Sunday, February 22, 2009

True or False?

One day in high school honors geometry our teacher, Dr. Sahagian, wrote a premise on the board and asked the class to vote if it was true or false. I raised my hand for “true” and then the entire class voted “false”. The teacher pressed me several times to change my vote. He called on the brightest students in the class to justify their opinions. Although placed in the most advanced classes, I knew math wasn’t my strength. My answer made sense and felt right. I held firm.

I was right.

I embraced the truth in opposition to the entire class. When my teacher and classmates expressed admiration, I didn’t understand the fuss. Everyone said they would have changed their answer when faced with such opposition. I couldn’t imagine agreeing to a falsehood in order to be part of a group.

We don’t recognize defining moments in our life while they are occurring.

As a philosophy major in college, I reveled in my Introduction to Logic textbook by Irving M. Copi. Today I continue to hold the book in my hands reading my meticulous answers with deep-rooted satisfaction. I stated the converses of propositions, constructed definitions by genus and difference, and classified arguments as deductive or inductive. My natural inclination for geometry stemmed from an ability to think logically and dissect arguments.

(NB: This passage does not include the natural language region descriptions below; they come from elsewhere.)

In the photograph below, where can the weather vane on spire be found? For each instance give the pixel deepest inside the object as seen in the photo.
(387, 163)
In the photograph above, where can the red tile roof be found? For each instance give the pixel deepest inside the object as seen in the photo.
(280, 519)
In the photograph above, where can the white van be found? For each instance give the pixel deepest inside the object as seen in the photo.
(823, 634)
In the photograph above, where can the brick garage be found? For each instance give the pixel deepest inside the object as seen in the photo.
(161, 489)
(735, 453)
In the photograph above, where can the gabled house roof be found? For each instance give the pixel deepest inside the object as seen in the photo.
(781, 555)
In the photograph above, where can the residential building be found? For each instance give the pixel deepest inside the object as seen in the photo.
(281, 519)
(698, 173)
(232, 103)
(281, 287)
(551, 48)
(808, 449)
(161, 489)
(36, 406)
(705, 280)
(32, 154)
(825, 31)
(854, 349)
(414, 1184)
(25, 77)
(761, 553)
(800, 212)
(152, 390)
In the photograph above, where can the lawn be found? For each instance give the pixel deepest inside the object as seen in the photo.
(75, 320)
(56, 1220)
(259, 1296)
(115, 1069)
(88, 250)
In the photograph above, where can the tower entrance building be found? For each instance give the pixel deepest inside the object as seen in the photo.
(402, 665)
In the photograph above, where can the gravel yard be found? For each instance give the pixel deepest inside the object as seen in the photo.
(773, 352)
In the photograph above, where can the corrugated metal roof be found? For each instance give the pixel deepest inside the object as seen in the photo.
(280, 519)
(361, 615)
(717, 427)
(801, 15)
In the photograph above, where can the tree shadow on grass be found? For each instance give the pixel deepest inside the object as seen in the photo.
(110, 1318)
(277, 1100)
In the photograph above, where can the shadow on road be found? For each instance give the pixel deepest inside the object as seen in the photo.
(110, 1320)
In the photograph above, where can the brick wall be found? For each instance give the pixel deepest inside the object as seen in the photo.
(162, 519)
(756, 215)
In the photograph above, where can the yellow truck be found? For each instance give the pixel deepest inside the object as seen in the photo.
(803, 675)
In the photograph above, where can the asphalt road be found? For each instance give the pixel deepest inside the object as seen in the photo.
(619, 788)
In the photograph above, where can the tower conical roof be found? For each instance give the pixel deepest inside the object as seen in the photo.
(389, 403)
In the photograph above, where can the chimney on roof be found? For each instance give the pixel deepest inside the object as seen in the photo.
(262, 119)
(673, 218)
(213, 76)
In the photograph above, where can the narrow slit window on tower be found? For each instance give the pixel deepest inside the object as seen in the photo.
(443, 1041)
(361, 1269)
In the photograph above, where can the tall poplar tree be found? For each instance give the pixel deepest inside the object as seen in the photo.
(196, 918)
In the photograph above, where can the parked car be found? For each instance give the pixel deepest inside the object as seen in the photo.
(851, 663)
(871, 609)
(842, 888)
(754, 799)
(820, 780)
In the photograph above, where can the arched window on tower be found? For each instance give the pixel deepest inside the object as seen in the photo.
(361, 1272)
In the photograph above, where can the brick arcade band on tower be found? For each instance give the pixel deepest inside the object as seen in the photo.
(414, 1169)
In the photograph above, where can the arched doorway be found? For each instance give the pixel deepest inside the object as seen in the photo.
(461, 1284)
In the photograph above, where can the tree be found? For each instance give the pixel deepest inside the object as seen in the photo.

These days I blog. I’m obviously blogging now. I take pride in accuracy when writing. When reading other blogs and comments, I notice that people are often confused about truth. This week a friend pointed me to an article with a valid argument resulting in a false conclusion. A beginning student of logic could have diagrammed the statements and known, but the article was heralded around the internet with acclaim. The blog sounded cutting-edge and often that’s all that counts.

Beyond the simplicity of dissecting arguments to prove their falsehood, we can “disagree in belief” or “disagree in attitude”. People may have a disagreement in belief as to whether or not something has happened. But even if they agree something has actually happened, they can disagree about their attitude toward it. A writer can choose a word with exactly the same descriptive meaning but with an opposite emotive meaning. One may describe it in language that expresses approval while the other disapproval. A disagreement in attitude is not easy to settle. People use persuasion and rhetoric to attempt to change people’s attitudes.

Recently a committee accused me of writing “several errors” in a post on another blog. Since I reported using the exact words of the presenter, the disagreement is not in belief. With a predetermined opposition to the presenter, they may have thought of arguments against him or felt that he was not properly answering their questions. This is their attitude toward the speaker rather than the facts.

Since I worked for the same organization as the presenter 15 years ago, they believe I have a predetermined attitude. I did however represent the facts without attitude or emotive language.

Hopefully people will see their attempt to discredit me for what it is. In the meantime, let’s all stick to the facts.

We all know I’ll stand up for the truth and won’t back down.